Старик замолчал; но он опять резко откинулся назад: ему почудилось, будто она, не говоря ни слова, вот-вот на него кинется… Но это ему только показалось. Она даже не шевельнулась. Она стояла и смотрела на него из-под мокрых полей шляпы.

– Старик, – сказала она, – неужели ты живешь так долго, что совсем забыл все, что знал, все, что пережил или хотя бы слыхал о любви?
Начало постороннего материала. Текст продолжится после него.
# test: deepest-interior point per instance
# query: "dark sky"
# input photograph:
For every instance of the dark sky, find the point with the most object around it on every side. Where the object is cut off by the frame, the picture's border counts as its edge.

А потом она исчезла; палатка наполнилась отблеском дня и глухим упорным рокотом дождя, а потом брезентовая дверь опустилась. Откинувшись на спину, дрожа, задыхаясь, натянув одеяло до подбородка и прижав к груди руки, он прислушивался к выхлопам и реву мотора, к тому, как он загудел сильнее, а потом затих вдали, замер совсем; в палатке снова воцарились тишина и шепот дождевых капель. И холод; он потихоньку непрерывно вздрагивал от холода, но, если бы не эта дрожь, то лежал бы неподвижно. «Ох, эта дельта, – думал он, – ох, уж эта дельта! Земля, которую человек осушил за два поколения, оголил и обезводил во имя того, чтобы белые могли владеть плантациями и каждый вечер ездить развлекаться в Мемфис, а черные – владеть плантациями, и даже целыми городами, и держать дома в Чикаго, но где белые арендуют землю и живут, как негры, а негры стали издольщиками и живут, как скоты, земля, где сеют хлопок и он вырастает выше человеческого роста даже в трещинах мостовой, где царит лихоимство и все отдается в заклад; одни кончают банкротством, другие безмерно богатеют, а китайцы, африканцы, евреи и арийцы плодятся и размножаются друг от друга так, что уж и не поймешь, кто тут кто, да и никому нет дела до этого… И чего же удивляться, – думал он, – что загубленные леса, которые я когда-то знал, не взывают о возмездии? Люди, истребившие их, сами навлекают на свою голову заслуженную кару».

Брезентовая дверь, закрывающая вход, быстро качнулась и снова упала. Старик не двинулся, он только повернул голову и открыл глаза. Над койкой Бойда стоял Лигейт и лихорадочно что-то искал.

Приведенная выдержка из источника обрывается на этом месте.